Sunday, February 10, 2019

How Socialism Damaged Venezuela

See Venezuela’s Collapse Exposes the Fake Socialism Debated in U.S.: Would American politicians even recognize true socialism as they laud or lambaste it?

"“Socialism” is, of course, a big tent, having at one point included Soviet communists and Scandinavian social democrats. Every country is a little bit socialist insofar as every government owns some productive assets. Until the 1980s, government ownership in strategic industries such as telecommunications, energy, and transportation was commonplace.

Venezuela was no exception: In 1976, like many developing countries, it nationalized the oil industry with the creation of state-owned PdVSA. It was, until the 1990s, relatively well run.

Though Mr. Chávez denied he was a socialist when first elected president in 1998, he soon radicalized, says Ricardo Hausmann, a former Venezuelan government official and now an economist at Harvard University who supports regime change.

Soaring oil revenue in the 2000s enabled Mr. Chávez to embark on a sweeping nationalization of the economy. The government “expropriated six million hectares of land, the steel sector, cement sector, supermarkets, telecoms, banks, dairy factories, coffee processing factories, hotels, and essentially ran all of them into the ground,” says Mr. Hausmann. It imposed controls on prices, imports and foreign exchange, which in effect expropriated the cash flow of private companies.
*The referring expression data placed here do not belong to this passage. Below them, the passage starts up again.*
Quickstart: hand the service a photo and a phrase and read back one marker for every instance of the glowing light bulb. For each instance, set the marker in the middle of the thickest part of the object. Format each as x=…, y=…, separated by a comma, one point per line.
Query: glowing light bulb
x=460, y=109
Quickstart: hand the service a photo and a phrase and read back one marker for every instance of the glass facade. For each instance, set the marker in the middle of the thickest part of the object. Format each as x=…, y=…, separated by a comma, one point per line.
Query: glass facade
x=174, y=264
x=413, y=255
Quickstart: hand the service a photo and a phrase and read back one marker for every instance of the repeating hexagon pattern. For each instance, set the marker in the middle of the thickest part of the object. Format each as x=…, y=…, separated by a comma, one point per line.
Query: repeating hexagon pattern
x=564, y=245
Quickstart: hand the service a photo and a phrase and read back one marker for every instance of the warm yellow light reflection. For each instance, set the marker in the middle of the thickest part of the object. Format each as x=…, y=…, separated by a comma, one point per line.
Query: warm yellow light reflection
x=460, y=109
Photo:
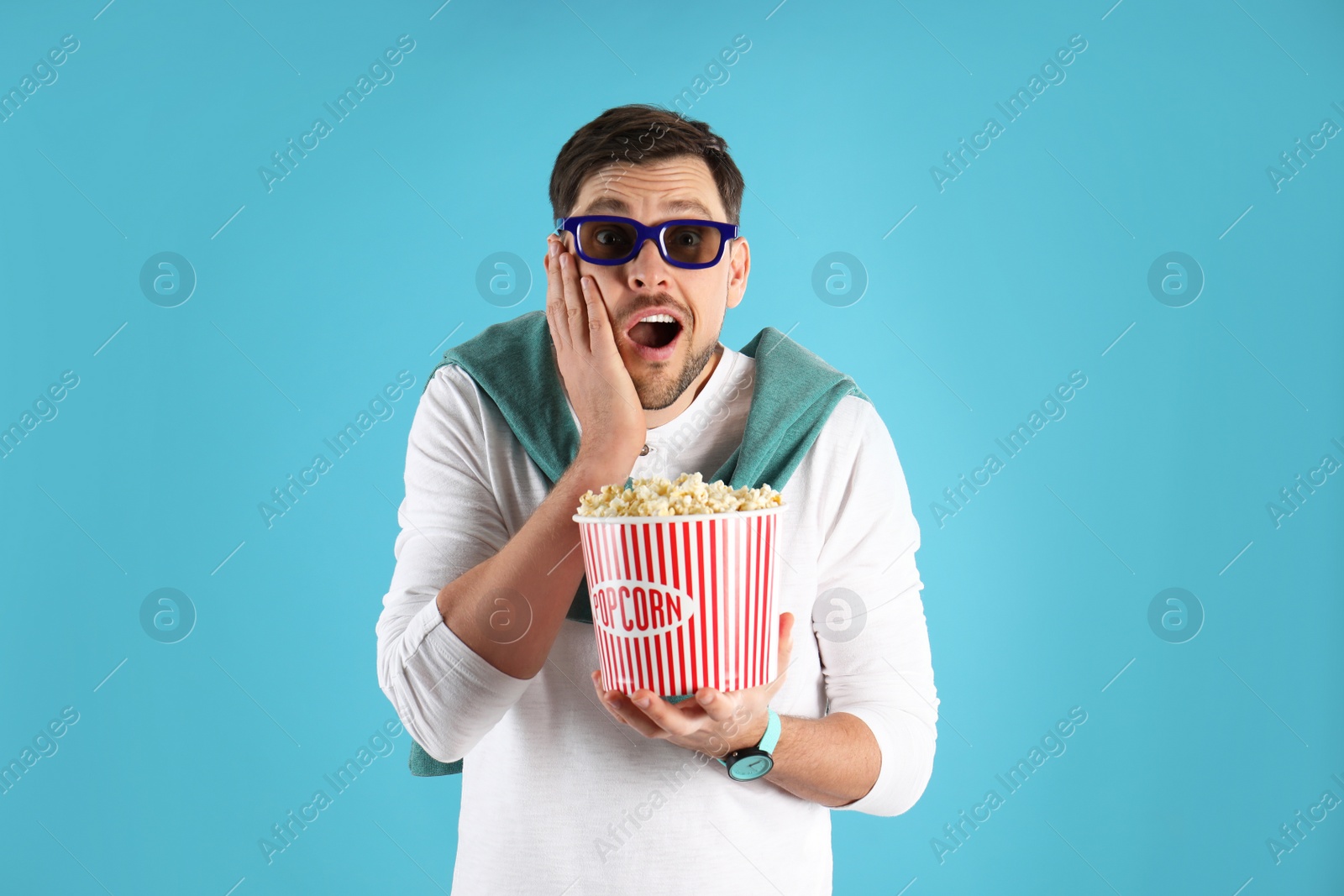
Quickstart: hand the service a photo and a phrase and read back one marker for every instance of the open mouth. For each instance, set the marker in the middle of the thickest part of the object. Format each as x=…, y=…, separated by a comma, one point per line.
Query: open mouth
x=656, y=331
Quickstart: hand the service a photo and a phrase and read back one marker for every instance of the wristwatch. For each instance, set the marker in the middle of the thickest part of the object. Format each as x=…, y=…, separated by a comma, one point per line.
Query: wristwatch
x=750, y=763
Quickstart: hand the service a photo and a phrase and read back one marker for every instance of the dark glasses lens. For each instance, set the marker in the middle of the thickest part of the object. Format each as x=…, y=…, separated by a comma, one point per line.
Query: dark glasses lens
x=606, y=239
x=615, y=239
x=692, y=244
When oil revenue fell because of mismanagement and falling prices, the government forced the central bank to print money to finance its spending, resulting in hyperinflation and the current economic collapse.
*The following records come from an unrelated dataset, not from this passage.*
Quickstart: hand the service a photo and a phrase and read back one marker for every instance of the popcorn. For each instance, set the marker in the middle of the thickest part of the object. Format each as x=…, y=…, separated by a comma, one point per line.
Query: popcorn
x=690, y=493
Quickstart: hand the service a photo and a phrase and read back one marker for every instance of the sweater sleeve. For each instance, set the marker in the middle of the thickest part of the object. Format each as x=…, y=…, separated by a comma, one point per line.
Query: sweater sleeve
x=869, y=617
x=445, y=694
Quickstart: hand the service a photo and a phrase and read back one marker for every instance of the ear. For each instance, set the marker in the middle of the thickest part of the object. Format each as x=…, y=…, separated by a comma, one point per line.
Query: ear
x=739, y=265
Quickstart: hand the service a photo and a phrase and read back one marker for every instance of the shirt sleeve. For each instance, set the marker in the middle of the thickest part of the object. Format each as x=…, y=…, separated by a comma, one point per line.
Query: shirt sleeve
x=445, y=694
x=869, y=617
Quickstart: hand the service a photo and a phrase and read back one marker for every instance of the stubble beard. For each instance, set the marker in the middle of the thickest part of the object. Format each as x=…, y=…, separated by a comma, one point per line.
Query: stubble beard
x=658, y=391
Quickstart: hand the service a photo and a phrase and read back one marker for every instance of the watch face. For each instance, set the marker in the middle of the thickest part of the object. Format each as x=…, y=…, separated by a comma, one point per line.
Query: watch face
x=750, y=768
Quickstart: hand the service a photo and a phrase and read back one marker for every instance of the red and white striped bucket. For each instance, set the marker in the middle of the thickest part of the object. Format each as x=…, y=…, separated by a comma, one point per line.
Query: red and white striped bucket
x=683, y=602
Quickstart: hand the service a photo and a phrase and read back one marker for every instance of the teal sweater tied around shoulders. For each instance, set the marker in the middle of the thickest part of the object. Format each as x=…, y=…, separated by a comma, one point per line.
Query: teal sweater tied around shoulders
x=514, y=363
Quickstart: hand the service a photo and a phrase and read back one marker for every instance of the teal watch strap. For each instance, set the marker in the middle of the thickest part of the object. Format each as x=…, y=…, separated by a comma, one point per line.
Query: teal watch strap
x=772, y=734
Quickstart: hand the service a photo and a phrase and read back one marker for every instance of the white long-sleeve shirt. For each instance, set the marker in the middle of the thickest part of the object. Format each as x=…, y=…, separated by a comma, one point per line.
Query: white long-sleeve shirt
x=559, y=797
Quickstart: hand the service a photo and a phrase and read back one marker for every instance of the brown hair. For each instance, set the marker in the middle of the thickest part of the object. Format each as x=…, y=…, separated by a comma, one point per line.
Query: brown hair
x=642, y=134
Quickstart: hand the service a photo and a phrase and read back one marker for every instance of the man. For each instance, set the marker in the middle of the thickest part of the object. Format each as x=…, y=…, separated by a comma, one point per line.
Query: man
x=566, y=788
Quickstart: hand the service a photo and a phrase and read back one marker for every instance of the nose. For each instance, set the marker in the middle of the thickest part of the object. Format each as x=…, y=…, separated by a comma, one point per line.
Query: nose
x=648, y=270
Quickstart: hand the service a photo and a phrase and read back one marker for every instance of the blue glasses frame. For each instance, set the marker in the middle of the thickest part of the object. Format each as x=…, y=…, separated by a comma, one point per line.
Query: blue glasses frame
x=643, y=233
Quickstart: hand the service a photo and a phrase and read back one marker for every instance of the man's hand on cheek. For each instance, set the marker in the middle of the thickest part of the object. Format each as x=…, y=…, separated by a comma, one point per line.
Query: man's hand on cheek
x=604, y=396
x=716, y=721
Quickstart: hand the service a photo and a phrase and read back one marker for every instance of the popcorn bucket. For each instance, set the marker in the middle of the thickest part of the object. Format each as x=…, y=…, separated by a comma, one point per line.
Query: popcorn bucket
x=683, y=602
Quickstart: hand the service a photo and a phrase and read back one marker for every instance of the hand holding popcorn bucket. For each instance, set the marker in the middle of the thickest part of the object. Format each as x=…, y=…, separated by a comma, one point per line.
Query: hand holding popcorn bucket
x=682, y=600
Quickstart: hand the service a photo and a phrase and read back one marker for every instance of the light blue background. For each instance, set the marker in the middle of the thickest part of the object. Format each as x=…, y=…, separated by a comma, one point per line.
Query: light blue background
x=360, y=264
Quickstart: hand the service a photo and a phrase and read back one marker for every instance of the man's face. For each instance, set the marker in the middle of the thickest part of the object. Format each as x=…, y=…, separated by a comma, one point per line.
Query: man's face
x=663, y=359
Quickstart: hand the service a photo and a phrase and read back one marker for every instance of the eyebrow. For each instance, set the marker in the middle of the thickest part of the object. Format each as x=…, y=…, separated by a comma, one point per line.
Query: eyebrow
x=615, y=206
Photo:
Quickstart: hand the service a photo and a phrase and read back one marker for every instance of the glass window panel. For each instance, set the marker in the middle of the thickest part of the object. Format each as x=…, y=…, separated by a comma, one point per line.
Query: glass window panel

Venezuela’s socialism, which was heavily influenced by Cuban communism, isn’t just a disaster; it’s unique. Despite the region’s long history of left-wing populism, no Latin American country has since followed Venezuela’s path. Nicaragua, Bolivia and Ecuador have left-wing governments allied with Venezuela, but “all have free trade, private ownership and a market mechanism,” says Mr. Hausmann.

Under former President Rafael Correa, Ecuador did force foreign oil companies to renegotiate contracts under threat of nationalization. But unlike Mr. Chávez, Mr. Correa couldn't finance a massive expansion of the state by printing money: Ecuador gave up its own currency for the dollar in 2000. Inflation averaged just 3.8% during Mr. Correa’s 10 years in office, noted Sebastian Edwards, an economist at the University of California at Los Angeles."